Sogou log query analysis (MapReduce+Hive+idea comprehensive experiment)

prerequisite:

Install Hadoop 2 7.3 (under Linux system)

Install MySQL (under Windows or Linux system)

Install Hive (under Linux system) reference: Hive installation configuration

Title:

Download search data from Sogou lab for analysis

The downloaded data contains 6 fields, and the data format is described as follows:

Access time user ID [query term] the ranking of the URL in the return result, the sequence number clicked by the user, and the URL clicked by the user

be careful:

1. Field separator: field separators are spaces with different numbers;

2. Number of fields: some lines have 6 fields, and some have less than 6 fields.

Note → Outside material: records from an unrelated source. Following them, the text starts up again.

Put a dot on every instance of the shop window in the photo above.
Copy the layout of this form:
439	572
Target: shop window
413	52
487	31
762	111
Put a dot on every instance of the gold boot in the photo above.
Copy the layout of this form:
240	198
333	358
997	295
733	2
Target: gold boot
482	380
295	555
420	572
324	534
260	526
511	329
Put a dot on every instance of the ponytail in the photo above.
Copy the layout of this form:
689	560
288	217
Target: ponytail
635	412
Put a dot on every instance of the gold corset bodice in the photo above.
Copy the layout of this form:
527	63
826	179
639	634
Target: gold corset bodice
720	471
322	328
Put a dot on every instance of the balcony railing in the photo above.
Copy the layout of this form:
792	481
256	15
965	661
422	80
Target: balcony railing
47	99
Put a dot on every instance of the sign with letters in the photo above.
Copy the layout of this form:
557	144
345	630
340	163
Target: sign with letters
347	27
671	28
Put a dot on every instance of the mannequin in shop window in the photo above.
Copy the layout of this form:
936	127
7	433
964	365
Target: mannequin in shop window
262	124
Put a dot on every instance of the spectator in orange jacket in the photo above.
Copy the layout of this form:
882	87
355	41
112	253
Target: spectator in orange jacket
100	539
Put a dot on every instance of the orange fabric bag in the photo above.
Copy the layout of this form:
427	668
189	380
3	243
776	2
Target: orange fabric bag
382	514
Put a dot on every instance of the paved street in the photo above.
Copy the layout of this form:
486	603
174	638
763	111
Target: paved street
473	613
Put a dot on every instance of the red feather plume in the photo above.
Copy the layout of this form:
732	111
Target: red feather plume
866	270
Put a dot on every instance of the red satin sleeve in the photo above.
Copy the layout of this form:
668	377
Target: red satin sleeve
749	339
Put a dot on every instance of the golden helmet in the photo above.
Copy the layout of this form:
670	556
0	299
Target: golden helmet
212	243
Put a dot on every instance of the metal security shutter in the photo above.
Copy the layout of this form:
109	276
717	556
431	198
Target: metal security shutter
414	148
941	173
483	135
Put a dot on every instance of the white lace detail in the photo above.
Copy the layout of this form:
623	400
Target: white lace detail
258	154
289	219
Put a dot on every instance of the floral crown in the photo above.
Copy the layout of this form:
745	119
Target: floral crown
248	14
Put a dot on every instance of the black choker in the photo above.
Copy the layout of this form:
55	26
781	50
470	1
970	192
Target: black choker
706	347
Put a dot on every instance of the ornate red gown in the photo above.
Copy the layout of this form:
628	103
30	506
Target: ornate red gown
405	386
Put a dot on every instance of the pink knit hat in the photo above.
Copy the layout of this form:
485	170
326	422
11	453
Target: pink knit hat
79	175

Question: use MapReduce and Hive to query the data ranked No. 2 in search results and No. 1 in click order?

Experimental steps:

Idea: use MapReduce for data cleaning and Hive for data analysis.

1. Download data source

Open Sogou lab link
http://www.sogou.com/labs/resource/q.php

Download the compact version (one day data, 63mb) tar GZ format data

The downloaded files are as follows:


2. Upload and download files to HDFS

2.1 upload the downloaded files to the Linux system through the Xshell tool

2.2 unzip sogouq reduced. tar. GZ and upload to HDFS

Decompression:

 tar -zxvf SogouQ.reduced.tar.gz

You can use the tail command to view the data of the last three lines of the extracted file

tail -3 SogouQ.reduced

The query word is Chinese. The code here is found to be garbled according to UTF-8. When coding, it is specified as' GBK 'to avoid garbled code. The data format is as described above:

Access time user ID [query term] the ranking of the URL in the return result, the sequence number clicked by the user, and the URL clicked by the user

Upload to HDFS:

hdfs dfs -put SogouQ.reduced /

Check whether the upload is successful

 hdfs dfs -ls /


3. Data cleaning

Because the number of fields in some rows of the original data is not 6, and the field separator of the original data is not the comma '' and '' specified in Hive table, the original data needs to be cleaned.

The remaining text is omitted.